Geometry is a critical mathematics course that builds upon the foundational skills developed in Algebra I and introduces students to the study of spatial relationships and logical reasoning. Geometry helps students understand and apply the properties and relationships of points, lines, planes, angles, surfaces, and solids. It serves as an essential bridge between basic arithmetic skills and the higher-level abstract thinking required in advanced mathematics and science courses.

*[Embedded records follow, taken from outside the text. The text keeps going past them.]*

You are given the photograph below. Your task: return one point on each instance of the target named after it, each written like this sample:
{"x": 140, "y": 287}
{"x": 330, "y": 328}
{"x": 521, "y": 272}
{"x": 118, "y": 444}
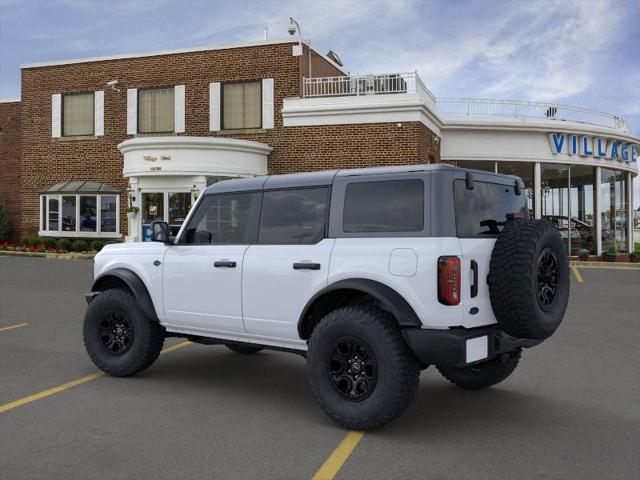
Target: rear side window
{"x": 296, "y": 216}
{"x": 483, "y": 211}
{"x": 224, "y": 219}
{"x": 384, "y": 206}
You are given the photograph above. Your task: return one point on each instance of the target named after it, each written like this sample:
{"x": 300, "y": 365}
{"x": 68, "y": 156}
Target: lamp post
{"x": 294, "y": 27}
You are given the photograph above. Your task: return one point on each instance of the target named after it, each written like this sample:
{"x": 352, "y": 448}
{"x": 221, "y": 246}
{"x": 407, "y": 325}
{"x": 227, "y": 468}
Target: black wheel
{"x": 485, "y": 374}
{"x": 118, "y": 337}
{"x": 361, "y": 371}
{"x": 529, "y": 279}
{"x": 243, "y": 349}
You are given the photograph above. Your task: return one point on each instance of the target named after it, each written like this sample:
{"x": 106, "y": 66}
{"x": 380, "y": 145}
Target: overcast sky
{"x": 583, "y": 52}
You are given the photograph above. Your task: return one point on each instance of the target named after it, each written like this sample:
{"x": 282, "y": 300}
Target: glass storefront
{"x": 614, "y": 209}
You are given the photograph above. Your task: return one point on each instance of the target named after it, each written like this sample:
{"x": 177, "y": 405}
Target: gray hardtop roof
{"x": 326, "y": 177}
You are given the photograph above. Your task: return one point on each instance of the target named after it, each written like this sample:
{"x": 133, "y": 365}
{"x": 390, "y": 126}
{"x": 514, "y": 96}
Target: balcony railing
{"x": 399, "y": 83}
{"x": 357, "y": 85}
{"x": 527, "y": 109}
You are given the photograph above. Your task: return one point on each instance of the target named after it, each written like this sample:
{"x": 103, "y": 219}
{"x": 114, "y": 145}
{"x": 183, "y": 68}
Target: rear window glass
{"x": 384, "y": 206}
{"x": 294, "y": 216}
{"x": 483, "y": 210}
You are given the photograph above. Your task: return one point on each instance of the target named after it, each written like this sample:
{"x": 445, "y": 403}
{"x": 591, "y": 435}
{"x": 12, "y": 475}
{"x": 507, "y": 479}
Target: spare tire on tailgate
{"x": 529, "y": 279}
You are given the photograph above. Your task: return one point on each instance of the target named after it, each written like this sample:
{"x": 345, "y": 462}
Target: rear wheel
{"x": 118, "y": 337}
{"x": 243, "y": 349}
{"x": 360, "y": 369}
{"x": 485, "y": 374}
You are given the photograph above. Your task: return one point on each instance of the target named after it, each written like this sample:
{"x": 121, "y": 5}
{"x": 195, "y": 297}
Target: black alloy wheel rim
{"x": 547, "y": 278}
{"x": 353, "y": 369}
{"x": 116, "y": 332}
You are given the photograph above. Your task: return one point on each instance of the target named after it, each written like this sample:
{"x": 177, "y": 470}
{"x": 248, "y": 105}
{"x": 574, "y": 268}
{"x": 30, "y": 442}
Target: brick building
{"x": 91, "y": 137}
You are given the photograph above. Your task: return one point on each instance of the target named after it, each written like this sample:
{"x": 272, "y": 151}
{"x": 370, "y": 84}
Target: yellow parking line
{"x": 74, "y": 383}
{"x": 335, "y": 461}
{"x": 577, "y": 274}
{"x": 11, "y": 327}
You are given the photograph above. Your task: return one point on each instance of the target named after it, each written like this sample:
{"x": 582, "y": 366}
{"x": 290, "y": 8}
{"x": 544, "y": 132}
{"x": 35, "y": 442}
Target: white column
{"x": 537, "y": 188}
{"x": 598, "y": 212}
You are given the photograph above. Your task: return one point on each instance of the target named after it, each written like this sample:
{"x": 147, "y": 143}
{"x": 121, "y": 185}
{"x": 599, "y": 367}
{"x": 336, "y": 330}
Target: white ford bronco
{"x": 371, "y": 274}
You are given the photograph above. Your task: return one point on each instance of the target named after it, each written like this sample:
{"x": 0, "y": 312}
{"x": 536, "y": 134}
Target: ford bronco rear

The course emphasizes both visual and analytical problem solving. Students will explore topics such as congruence, similarity, properties of triangles, circles, coordinate geometry, right triangle trigonometry, and transformations. Key learning outcomes include the ability to:
- Construct logical arguments and formal proofs
- Solve problems involving geometric figures and measurements
- Apply coordinate systems to model geometric concepts
- Analyze the properties and relationships of two- and three-dimensional objects
- Explore the connections between geometry and algebra through transformations and coordinate methods
Students cultivate critical thinking by using deductive reasoning, constructing proofs, and validating solutions systematically. Geometry strengthens mathematical communication skills and nurtures the precision needed for success in fields such as computer science, engineering, architecture, and physics.
At 2Sigma School, Geometry is taught through a project-based approach where students engage in investigations, constructions, and modeling activities. Projects may include designing structures using geometric principles, creating scaled models, or exploring the mathematics behind art, design, and navigation systems. Students move beyond rote memorization and learn how geometry applies to the world around them.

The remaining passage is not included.